FunTree uses the CATH classification to annotate and analyse super families of enzymes. In particular the relationships between known 3 dimensional structures, associated sequences and the enzyme chemistry is highlighted. This can be used to place structures and sequences in context of their evolution and the range and similarities / differences in the reaction chemistry (both bond order changes and small molecule substructure). In addition it can be used to infer the possible range of reactions of enzyme structures and sequences that do not have a known function as well as indicating other reactions or substrates available to an enzyme that as yet may not have been observed (enzyme promiscuity).
Often the domain super families can be highly diverse. This diversity prohibits confident atomic superimposition of all the structures in the super family. Thus, the super family is sub-clustered into distant structural clusters, where all structures have a SIMAX score of less than 9 Angstroms between each other (where SIMAX is the RMSD between two domains multiplied by the he number of residues in the larger domain divided by the number of aligned residues).
The structural superimposition is used to generate a structure guided sequence alignment based on a novel agglomerative clustering technique. The resulting alignment is then used to generate a phylogenetic tree using the methods implemented in TreeBest. The species tree required by TreeBest to guide the phylogenetic tree is derived from the species relationships as defined by the NCBI Taxonomic definitions.
For each of the domain structures / sequences the Enzyme Commission (E.C.) code is collect (if it has been assigned) either from UniProtKB or from the annotation made by the depositing crystallographer. The reaction (or reactions) associated with that EC code is compared to each other using ECBlast and the substrate and product small molecule substructure similarities are also compared using SMSD.
Please see the following papers
Various views of the collected and processed data are shown (described below) for the entire super family and for each of the sub-clusters.
A blue number - this is the confidence score provided by TreeBest for the bifurcation at the node. Please note that as these trees are automatically generated some of the trees might have low confidence scores at nodes in the tree. These trees should be considered with caution as they may not be reliable.
The first number/text section is the node name (internal to FunTree) made up of a number and the taxonomic code. The next three circles represents the similairty between overall reactions (if the branch represnts an enzyme). Colouring is based on the degree of similarity as calulated by EC-Blast and clustered using PVClust in R. The three circles represent bond order, reaction center and sub-structure similairty scores represctivly. These are folowed by the primary EC number, which is hyperlinked to the IntEnz database, and the UniprotKB identifier (that links to the UniprotKB record). If the sequence represnts a known stuctureal domain then the PDB identified (linked to PDBe entry) and CATH domain (lined to the CATH domain pages) are shown.
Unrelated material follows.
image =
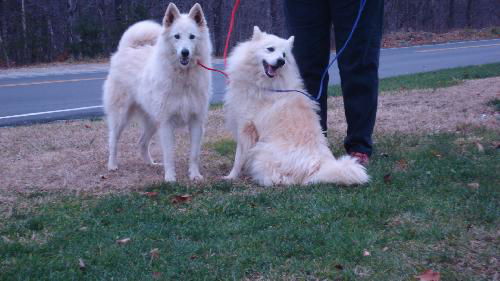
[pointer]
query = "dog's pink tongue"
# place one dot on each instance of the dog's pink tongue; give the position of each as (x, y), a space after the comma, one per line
(270, 70)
Finally on the far right the multi domain architecture of the protein of each leaf is depicted. Domains are given unique colours. Domain annotation is derived from Gene3D. The domains are shown as bars along a line, the position and relative proportion of which is proportional to the total sequence. Hovering over each bar will show the domain CATH code.
It is important to note that both GO and E.C. annotations are assigned to entire gene products and not to domains. Thus as FunTree is a domain centric resource some annotations might not be being performed soley by that particular domain. Most functions can be asscribed to a single domain but many are a product of domain combinations or multipule gene products i.e. molecular machines. We and others are working on methods to over come this annotation problem.
This shows a reduced version of the phylogenetic tree where all the nodes that ahve an E.C. annotation (at the E.C. third level) are shown as a circular tree. At the end of each branch the E.C. code is shown. as well as the FunTree leaf idenifier. By hovering over a leaf the contrbution that the function has at each internal node in the lineage is shown. Conversely, hovering over an internal node shows the most probable function at that node.
This page shows a similarity tree of all the small molecules found in all the reaction in the cluster / super family. The similarities are calculated using SMSD and the clustering is made using the PVClust methods as implemented in R.
This page shows three similarity trees of all the reactions molecules found in the cluster / super family. The similarities are calculated using ECBlast and the clustering is made using the PVClust methods as implemented in R. Three different trees can be selected for. Each tree is based on a different measure of reaction similarity: bond order changes only; overall small molecule substructure similarity or a combination of the two. Each leaf shows a schematic of the reaction. The default shown is for bond similarity.
This page shows the E.C. hierarchy as an un-rooted tree. The braches corresponding to the E.C. codes found in the cluster / super family are highlighted and the E.C. code shown in blue at the leaf and internal nodes.
The alignment page shows a JalView applet of the alignment used to build the phylogenetic tree. The sequences in the alignment that have a known structure are annotated by secondary structure and catalytic side residues as catalogued the CSA. If the active site residues are found in the curated section of the CSA it is coloured bright red. Otherwise if it comes from the predicted section it is coloured light red.
This page shows an interactive force directed graph of the multi domain architectures as generated by ArchSchema. In addition to the MDA's, the E.C. codes annotated by UniProtKB for sequences for each MDA are shown. The key to both the MDA's is shown in the table to the left of the graph.